Habiendo tocado ese primer punto, uno puede ya abordar la inquietud levantada por Salas. ¿Qué ocurre cuando esos programas se cierran? Hay un trasfondo relevante para esta pregunta. Aunque el giro actual dependa en gran medida de una reevaluación de la evidencia científica, también se cruza con un ambiente cultural y político en que las personas que no se identifican con su sexo pueden sentirse bajo asedio. En eso Salas tiene razón. No tiene sentido negar el peso de ese clima y la medida en que puede arrastrar consigo toda la discusión. Pero tampoco tiene sentido dejar que ese clima sea el ángulo desde el cual se dirima controversia alguna. Y el ángulo desde el que se dirime inevitablemente nos lleva de regreso a cómo se evalúa esos programas. La “pérdida de acceso a intervenciones médicas afirmadoras de género, con impacto sobre el bienestar” solo puede ser descrita como una “pérdida” de “bienestar” si uno continúa acríticamente suscribiendo la imagen que el enfoque afirmativo transmite de sí mismo. No es, sobra decirlo, nuestro caso, y tanto menos cuando se trata de menores. Es más o menos obvio que si las prácticas en cuestión son evaluadas críticamente, como dañinas, el bien de las personas requiere precisamente su limitación. También es claro que en ese caso otro tipo de terapia puede tomar su lugar -que la alternativa no es esto o nada-.

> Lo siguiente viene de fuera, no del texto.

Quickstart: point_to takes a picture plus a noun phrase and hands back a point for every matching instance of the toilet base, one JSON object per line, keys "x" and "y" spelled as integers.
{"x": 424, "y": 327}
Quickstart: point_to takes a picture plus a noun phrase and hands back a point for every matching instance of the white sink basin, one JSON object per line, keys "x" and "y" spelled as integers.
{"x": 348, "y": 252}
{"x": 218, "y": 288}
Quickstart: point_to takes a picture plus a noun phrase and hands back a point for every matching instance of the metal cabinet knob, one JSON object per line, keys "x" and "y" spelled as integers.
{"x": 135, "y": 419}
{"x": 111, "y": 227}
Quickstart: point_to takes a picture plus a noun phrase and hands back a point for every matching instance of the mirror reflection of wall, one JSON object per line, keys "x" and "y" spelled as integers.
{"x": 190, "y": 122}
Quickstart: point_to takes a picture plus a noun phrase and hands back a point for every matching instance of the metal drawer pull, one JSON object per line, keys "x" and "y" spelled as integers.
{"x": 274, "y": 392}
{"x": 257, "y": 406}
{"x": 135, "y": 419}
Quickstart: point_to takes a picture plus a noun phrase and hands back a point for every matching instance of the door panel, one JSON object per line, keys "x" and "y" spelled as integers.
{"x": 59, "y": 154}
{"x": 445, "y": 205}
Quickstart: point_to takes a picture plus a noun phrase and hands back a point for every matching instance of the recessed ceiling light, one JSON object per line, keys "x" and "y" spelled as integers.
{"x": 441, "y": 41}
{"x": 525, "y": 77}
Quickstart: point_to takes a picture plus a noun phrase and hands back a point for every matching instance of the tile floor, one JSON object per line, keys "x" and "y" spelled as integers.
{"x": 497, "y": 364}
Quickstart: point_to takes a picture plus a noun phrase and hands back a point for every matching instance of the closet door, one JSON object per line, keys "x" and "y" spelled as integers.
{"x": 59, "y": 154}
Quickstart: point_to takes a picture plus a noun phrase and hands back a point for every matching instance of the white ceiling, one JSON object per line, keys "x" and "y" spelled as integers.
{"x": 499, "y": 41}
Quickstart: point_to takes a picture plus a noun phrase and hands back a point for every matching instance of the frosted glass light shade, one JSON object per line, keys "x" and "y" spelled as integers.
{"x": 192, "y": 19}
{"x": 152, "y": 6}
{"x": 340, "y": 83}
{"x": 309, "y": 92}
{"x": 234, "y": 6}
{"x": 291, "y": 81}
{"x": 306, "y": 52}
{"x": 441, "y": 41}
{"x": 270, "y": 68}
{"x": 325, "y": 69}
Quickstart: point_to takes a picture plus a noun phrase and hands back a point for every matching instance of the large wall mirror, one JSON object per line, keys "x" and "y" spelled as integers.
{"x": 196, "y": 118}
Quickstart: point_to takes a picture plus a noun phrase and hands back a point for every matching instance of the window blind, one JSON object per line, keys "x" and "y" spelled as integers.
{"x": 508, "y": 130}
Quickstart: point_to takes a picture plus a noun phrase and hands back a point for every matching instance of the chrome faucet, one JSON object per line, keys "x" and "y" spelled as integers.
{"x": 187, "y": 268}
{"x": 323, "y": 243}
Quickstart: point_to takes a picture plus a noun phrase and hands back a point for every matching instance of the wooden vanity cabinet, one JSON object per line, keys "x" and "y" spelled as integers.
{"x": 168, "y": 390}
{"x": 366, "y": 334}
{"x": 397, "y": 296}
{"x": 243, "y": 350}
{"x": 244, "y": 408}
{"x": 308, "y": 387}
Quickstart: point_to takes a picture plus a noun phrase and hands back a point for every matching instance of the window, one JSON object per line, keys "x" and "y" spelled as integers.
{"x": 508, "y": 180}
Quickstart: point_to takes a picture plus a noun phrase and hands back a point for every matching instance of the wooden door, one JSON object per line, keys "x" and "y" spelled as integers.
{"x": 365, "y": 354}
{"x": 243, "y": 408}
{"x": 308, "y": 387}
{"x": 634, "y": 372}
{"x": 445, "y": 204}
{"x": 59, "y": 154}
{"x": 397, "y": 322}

Los defensores del enfoque afirmativo tienen aquí un reflejo que parece necesario controlar: la tendencia a recordar a sus interlocutores que es importante pensar en las personas, como si ese fuese un original descubrimiento suyo. Hay que velar por el bien de las personas, pero la disputa es precisamente sobre cómo se ha desempeñado este enfoque en ese plano. En este marco cabe también recoger la crítica que Salas plantea ya en su título, la ausencia de ciertas voces. Salas comenta no un libro, sino el lanzamiento de un libro (una curiosa, pero legítima decisión), y su crítica es por tanto algo oblicua. Se atreve, declara, a suponer que los autores no hemos entrevistado a las personas encargadas del Programa de Apoyo a la Identidad de Género o a las duplas psicosociales que lo ejecutan. Y adivina bien, no es esa clase de libro. Tampoco entrevistamos a personas que han detransicionado, ni a padres asediados por quienes empujan a sus hijos a la transición. Lo uno y lo otro con seguridad sería valioso. Pero nadie se ve ayudado si bajo el pretexto de oír todas las voces se olvida plantear las preguntas relevantes.